[userspace-rcu.git] / rcuja / design.txt

RCU Judy Array Design
Mathieu Desnoyers <mathieu.desnoyers@efficios.com>
March 8, 2012

Initial ideas based on the released Judy Shop Manual
(http://judy.sourceforge.net/). Judy was invented by Doug Baskins and
implemented by Hewlett-Packard.

Thresholds and RCU-specific analysis is introduced in this document.

Advantages of using Judy Array (compressed nodes) for RCU tree:
- no rebalancing
- no transplant
- RCU-friendly!
- favor cache-line alignment of structures

Disadvantage:
- updates that need to reallocate nodes are slower than, e.g. non-rcu
  red-black trees.

Choice: Using 256 entries intermediate nodes (index can be represented
on 8 bits): 4 levels on 32-bit, 8 levels on 64-bit


* Node types (from less dense node to most dense)


- empty node:

Parent pointer is NULL.


- Type A: sequential search in value and pointer arrays

+ Add/removal just needs to update value and pointer array, single-entry
  (non-RCU...). For RCU, we might need to update the entire node anyway.
- Requires sequential search through all value array for lookup fail
  test.

Filled at 3 entries max 64-bit
8 bits indicating number of children
Array of 8-bit values followed by array of associated pointers.
64-bit: 1 byte + 3 bytes + 4 bytes pad + 3*8 = 32 bytes

-> up to this point on 64-bit, sequential lookup and pointer read fit in
a 32-byte cache line.
  - lookup fail&success: 1 cache-line.

Filled at 6 entries max 32-bit, 7 entries max 64-bit
8 bits indicating number of children
Array of 8-bit values followed by array of associated pointers.
32-bit: 1 byte + 6 bytes + 1 byte pad + 6*4bytes = 32 bytes
64-bit: 1 byte + 7 bytes + 7*8 = 64 bytes

-> up to this point on 32-bit, sequential lookup and pointer read fit in
a 32-byte cache line.
  - lookup fail&success: 1 cache-line.

Filled at 12 entries max 32-bit, 14 entries max 64-bit
8 bits indicating number of children
Array of 8-bit values followed by array of associated pointers.
32-bit: 1 byte + 12 bytes + 3 bytes pad + 12*4bytes = 64 bytes
64-bit: 1 byte + 14 bytes + 1 byte pad + 14*8 = 128 bytes

Filled at 25 entries max 32-bit, 28 entries max 64-bit
8 bits indicating number of children
Array of 8-bit values followed by array of associated pointers.
32-bit: 1 byte + 25 bytes + 2 bytes pad + 25*4bytes = 128 bytes
64-bit: 1 byte + 28 bytes + 3 bytes pad + 28*8 = 256 bytes

---> up to this point, on both 32-bit and 64-bit, the sequential lookup
in values array fits in a 32-byte cache line.
  - lookup failure: 1 cache line.
  - lookup success: 2 cache lines.

The two below are listed for completeness sake, but because they require
2 32-byte cache lines for lookup, these are deemed inappropriate.
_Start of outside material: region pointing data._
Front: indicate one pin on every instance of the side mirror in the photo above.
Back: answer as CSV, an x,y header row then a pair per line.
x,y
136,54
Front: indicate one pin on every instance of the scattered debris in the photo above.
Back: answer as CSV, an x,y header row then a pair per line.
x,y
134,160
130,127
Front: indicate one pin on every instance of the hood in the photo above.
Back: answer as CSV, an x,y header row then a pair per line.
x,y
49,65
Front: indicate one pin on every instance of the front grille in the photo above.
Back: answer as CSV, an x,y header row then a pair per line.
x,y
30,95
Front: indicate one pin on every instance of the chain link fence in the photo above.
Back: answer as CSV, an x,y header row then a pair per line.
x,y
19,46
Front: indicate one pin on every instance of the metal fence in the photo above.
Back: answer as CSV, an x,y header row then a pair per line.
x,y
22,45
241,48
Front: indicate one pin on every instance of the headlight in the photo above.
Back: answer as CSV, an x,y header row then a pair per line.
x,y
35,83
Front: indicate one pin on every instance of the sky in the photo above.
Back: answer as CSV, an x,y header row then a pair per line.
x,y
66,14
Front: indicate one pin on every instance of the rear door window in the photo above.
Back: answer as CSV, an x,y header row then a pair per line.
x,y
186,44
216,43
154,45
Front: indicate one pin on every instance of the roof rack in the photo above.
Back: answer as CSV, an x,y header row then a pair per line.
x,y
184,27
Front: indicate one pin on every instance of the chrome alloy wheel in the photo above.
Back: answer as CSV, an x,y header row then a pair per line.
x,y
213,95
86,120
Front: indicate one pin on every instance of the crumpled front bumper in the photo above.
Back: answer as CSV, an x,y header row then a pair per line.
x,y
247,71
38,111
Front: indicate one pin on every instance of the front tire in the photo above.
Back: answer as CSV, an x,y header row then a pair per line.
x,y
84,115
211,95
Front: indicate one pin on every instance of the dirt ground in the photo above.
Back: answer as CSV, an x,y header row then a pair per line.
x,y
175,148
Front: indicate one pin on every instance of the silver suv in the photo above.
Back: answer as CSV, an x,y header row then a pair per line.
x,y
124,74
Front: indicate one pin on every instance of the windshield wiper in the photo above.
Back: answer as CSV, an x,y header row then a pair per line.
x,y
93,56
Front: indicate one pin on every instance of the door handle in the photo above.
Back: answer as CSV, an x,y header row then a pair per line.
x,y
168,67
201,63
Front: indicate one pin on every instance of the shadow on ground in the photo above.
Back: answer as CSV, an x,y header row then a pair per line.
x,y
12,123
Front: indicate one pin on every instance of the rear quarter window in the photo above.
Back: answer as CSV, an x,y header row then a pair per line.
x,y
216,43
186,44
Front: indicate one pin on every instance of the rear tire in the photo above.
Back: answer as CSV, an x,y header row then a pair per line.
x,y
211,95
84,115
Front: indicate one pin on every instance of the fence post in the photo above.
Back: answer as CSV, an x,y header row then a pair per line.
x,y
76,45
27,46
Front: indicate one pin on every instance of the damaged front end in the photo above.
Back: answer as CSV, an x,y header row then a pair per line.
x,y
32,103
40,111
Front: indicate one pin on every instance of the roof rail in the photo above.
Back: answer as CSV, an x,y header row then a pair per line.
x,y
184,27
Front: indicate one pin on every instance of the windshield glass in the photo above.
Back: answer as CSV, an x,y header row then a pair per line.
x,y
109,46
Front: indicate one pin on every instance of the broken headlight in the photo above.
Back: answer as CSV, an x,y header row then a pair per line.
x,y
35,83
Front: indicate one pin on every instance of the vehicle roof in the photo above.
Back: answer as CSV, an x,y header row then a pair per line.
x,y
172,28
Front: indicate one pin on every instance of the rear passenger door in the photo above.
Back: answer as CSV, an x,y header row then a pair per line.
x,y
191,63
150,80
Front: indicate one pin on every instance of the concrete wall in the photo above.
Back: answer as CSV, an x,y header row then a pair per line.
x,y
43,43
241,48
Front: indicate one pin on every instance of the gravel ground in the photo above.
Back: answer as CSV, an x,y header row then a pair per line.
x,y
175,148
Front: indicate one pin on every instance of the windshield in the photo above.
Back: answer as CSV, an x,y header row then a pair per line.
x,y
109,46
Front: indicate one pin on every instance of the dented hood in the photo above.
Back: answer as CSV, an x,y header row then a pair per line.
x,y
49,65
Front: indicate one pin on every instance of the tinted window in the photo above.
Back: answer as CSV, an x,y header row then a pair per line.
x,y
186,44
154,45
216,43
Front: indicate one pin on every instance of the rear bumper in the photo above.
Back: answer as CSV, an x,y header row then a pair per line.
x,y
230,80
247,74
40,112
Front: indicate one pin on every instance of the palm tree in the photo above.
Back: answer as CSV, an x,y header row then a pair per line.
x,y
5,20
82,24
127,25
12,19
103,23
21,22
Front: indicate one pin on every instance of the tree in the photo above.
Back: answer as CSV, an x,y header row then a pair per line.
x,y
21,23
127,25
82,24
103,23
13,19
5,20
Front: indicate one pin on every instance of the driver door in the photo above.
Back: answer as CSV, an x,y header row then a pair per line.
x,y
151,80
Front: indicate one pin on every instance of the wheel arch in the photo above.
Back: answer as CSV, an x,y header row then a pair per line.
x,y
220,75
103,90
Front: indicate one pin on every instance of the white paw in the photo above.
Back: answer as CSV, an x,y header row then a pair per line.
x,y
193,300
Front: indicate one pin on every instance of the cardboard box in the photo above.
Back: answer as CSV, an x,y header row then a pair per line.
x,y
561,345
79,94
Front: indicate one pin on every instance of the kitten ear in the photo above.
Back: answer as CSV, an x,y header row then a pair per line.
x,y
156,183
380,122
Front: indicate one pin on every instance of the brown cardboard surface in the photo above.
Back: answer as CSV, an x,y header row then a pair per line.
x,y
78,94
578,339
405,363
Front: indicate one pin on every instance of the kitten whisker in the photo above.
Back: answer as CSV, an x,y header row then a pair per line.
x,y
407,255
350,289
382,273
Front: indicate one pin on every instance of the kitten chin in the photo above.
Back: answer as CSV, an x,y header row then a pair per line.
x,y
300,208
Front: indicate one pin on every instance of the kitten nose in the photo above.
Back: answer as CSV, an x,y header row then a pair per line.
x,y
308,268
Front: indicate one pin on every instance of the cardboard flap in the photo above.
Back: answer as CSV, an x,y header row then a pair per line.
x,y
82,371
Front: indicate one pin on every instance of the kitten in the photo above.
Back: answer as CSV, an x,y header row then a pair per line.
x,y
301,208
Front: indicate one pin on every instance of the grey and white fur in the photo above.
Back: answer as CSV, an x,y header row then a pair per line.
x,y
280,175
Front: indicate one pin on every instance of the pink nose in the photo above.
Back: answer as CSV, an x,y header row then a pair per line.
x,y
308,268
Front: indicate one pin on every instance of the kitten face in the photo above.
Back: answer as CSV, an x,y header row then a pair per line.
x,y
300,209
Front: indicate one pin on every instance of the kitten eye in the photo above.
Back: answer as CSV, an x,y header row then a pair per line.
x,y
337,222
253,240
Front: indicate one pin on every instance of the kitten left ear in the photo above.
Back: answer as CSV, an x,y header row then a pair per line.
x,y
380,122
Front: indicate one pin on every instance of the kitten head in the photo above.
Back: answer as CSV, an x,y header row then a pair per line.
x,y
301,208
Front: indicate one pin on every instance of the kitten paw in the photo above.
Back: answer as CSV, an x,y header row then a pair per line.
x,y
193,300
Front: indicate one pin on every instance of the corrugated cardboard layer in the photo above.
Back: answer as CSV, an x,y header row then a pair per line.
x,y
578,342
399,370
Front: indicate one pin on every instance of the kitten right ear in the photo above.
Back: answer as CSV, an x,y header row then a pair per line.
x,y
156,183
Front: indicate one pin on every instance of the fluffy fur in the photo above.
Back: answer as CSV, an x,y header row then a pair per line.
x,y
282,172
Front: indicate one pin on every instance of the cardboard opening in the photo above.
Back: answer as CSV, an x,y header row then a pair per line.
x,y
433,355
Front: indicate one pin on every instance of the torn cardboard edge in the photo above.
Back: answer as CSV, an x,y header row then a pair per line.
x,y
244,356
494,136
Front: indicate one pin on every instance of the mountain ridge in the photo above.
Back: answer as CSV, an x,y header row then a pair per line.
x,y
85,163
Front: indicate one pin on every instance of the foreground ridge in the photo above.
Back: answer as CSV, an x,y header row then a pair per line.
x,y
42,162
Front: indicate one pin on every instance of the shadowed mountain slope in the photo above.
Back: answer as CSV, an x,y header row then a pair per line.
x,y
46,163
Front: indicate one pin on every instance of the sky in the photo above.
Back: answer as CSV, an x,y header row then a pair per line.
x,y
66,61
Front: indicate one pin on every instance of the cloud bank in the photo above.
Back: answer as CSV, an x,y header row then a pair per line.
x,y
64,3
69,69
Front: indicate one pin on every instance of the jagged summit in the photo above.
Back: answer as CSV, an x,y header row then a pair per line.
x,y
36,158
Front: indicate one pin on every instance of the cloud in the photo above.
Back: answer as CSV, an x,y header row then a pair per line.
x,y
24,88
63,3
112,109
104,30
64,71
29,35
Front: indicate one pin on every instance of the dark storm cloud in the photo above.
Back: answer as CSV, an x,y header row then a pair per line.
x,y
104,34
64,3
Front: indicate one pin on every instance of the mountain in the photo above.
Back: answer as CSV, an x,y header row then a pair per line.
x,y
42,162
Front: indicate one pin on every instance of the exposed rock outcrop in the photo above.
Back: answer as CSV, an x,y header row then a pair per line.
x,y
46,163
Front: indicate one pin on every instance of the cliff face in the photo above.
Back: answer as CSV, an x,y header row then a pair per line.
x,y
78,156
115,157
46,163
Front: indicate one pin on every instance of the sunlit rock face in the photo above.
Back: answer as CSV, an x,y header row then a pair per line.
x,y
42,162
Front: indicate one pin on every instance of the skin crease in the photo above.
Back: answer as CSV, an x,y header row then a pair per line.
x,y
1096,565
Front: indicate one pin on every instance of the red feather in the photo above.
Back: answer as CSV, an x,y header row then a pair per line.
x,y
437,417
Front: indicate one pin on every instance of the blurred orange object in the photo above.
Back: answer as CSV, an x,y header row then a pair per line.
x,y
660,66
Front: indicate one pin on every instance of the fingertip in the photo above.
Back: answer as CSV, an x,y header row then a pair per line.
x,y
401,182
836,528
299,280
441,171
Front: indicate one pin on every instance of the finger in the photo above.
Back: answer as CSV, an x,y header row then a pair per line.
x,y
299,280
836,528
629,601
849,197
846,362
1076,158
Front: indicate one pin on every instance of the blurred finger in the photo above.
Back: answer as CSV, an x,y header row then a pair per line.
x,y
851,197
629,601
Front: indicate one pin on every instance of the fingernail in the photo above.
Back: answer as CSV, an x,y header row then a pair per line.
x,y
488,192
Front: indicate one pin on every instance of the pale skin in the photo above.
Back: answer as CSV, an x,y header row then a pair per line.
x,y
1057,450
Filled at 51 entries max 32-bit, 56 entries max 64-bit
8 bits indicating number of children
Array of 8-bit values followed by array of associated pointers.
32-bit: 1 byte + 51 bytes + 51*4bytes = 256 bytes
64-bit: 1 byte + 56 bytes + 7 bytes pad + 56*8 = 512 bytes

Filled at 102 entries max 32-bit, 113 entries max 64-bit
8 bits indicating number of children
Array of 8-bit values followed by array of associated pointers.
32-bit: 1 byte + 102 bytes + 1 byte pad + 102*4bytes = 512 bytes
64-bit: 1 byte + 113 bytes + 6 bytes pad + 113*8 = 1024 bytes


- Type B: bitmap, followed by pointers array.

bitmask (256 entries -> 256 bits -> 32 bytes) of populated children
followed by an array of children pointers, in same order as appears in
the bitmask

+ Allows lookup failure to use 32-byte cache-line only. (1 cacheline)
+ Allows lookup success to use 32-byte cache-line (bitmap),
  followed by direct lookup into pointer array. (2 cachelines)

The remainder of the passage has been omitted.